生成-后验证：一种基于小型语言模型的新型问题生成方法 (Generate-Then-Validate: A Novel Question Generation Approach Using Small Language Models)

We explore the use of small language models (SLMs) for automatic question generation as a complement to the prevalent use of their large counterparts in learning analytics research. We present a novel question generation pipeline that leverages both the text generation and the probabilistic reasoning abilities of SLMs to generate high-quality questions. Adopting a "generate-then-validate" strategy, our pipeline first performs expansive generation to create an abundance of candidate questions and refine them through selective validation based on novel probabilistic reasoning. We conducted two evaluation studies, one with seven human experts and the other with a large language model (LLM), to assess the quality of the generated questions. Most judges (humans or LLMs) agreed that the generated questions had clear answers and generally aligned well with the intended learning objectives. Our findings suggest that an SLM can effectively generate high-quality questions when guided by a well-designed pipeline that leverages its strengths.
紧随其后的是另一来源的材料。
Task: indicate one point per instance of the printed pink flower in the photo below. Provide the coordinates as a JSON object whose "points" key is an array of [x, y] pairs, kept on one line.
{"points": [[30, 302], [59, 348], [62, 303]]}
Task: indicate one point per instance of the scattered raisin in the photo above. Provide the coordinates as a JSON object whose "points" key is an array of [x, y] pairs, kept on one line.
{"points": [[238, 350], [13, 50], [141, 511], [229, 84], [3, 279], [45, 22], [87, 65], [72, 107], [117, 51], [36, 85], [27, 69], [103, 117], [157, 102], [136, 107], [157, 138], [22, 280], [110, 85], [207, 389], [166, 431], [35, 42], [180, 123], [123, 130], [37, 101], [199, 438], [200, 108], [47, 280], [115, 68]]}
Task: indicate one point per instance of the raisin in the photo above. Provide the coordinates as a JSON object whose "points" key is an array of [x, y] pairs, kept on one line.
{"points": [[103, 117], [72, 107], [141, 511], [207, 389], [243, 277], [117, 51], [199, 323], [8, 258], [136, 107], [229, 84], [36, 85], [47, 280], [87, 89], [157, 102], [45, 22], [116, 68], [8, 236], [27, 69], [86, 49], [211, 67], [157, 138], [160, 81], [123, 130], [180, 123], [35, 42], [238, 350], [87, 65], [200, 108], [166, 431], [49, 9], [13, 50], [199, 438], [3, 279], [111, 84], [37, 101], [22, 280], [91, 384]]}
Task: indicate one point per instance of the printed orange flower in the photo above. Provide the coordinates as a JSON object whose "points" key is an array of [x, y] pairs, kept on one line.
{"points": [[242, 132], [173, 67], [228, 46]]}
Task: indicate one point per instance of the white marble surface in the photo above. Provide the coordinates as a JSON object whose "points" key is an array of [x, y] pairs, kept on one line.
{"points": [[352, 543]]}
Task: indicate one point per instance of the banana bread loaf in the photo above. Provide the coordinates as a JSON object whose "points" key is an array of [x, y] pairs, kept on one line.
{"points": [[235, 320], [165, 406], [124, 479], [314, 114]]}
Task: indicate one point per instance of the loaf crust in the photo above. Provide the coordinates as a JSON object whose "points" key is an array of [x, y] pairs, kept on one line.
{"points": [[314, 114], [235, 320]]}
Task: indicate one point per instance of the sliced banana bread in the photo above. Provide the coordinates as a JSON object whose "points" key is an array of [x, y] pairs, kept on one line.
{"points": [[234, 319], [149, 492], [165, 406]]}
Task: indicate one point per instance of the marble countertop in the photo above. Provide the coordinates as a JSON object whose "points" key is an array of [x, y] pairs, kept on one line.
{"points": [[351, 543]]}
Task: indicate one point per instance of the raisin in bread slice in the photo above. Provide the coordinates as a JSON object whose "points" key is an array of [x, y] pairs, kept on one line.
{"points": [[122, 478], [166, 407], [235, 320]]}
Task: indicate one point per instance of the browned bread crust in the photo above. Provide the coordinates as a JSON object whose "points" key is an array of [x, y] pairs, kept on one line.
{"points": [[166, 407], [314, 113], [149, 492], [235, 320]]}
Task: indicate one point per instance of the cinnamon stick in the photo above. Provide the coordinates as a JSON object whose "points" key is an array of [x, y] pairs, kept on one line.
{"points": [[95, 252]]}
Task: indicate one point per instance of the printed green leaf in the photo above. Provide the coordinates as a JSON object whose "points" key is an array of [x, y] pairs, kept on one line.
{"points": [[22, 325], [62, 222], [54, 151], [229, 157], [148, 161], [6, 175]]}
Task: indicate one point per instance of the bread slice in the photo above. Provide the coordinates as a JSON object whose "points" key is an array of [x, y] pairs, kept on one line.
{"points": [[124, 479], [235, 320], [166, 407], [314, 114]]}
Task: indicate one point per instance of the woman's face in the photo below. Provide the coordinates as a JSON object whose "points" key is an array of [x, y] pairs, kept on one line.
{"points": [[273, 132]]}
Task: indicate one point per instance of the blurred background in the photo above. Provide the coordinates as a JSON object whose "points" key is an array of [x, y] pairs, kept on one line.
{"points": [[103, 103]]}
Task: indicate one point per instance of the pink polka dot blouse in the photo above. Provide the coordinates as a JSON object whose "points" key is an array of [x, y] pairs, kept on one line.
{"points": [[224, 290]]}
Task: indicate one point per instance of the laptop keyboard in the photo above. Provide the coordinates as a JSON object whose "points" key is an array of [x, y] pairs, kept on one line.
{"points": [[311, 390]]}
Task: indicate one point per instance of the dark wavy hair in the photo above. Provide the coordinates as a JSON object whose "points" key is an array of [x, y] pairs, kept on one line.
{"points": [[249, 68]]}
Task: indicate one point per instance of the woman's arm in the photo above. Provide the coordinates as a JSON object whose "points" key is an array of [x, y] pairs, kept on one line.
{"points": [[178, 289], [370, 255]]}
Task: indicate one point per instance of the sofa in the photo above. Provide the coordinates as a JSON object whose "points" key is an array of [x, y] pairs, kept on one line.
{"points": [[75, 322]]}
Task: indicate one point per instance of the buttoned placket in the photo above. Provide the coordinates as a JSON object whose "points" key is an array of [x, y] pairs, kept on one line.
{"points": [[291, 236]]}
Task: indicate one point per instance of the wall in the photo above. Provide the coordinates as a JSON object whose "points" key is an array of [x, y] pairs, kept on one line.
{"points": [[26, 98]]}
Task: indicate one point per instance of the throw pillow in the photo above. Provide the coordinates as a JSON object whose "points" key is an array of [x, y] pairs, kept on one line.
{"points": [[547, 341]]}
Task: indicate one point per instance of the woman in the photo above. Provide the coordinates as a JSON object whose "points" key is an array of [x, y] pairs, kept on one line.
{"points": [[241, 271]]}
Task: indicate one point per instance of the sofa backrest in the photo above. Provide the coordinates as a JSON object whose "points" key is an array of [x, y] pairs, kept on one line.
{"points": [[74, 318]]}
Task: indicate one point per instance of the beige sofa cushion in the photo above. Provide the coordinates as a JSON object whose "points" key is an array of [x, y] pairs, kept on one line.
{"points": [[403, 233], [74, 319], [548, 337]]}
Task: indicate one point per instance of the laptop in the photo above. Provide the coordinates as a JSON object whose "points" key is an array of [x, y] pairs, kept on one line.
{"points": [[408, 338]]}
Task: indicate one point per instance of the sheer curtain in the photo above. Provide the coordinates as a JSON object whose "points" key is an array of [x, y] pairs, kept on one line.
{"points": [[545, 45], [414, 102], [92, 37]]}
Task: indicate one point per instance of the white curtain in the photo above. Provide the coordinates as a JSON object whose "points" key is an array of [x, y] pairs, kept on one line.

翻译：本研究探讨了在分析学习研究中，将小型语言模型（SLMs）用于自动问题生成，以补充其大型语言模型（LLM）的普遍应用。我们提出了一种新颖的问题生成流程，该流程利用SLMs的文本生成和概率推理能力来生成高质量问题。采用“生成-后验证”策略，我们的流程首先进行扩展性生成以创建大量候选问题，并通过基于新型概率推理的选择性验证来精炼它们。我们进行了两项评估研究，一项由七位人类专家参与，另一项使用大型语言模型（LLM），以评估生成问题的质量。大多数评判者（人类或LLM）一致认为，生成的问题具有清晰的答案，并且总体上与预期的学习目标良好契合。我们的研究结果表明，当通过一个精心设计的流程引导并充分利用其优势时，SLM能够有效生成高质量问题。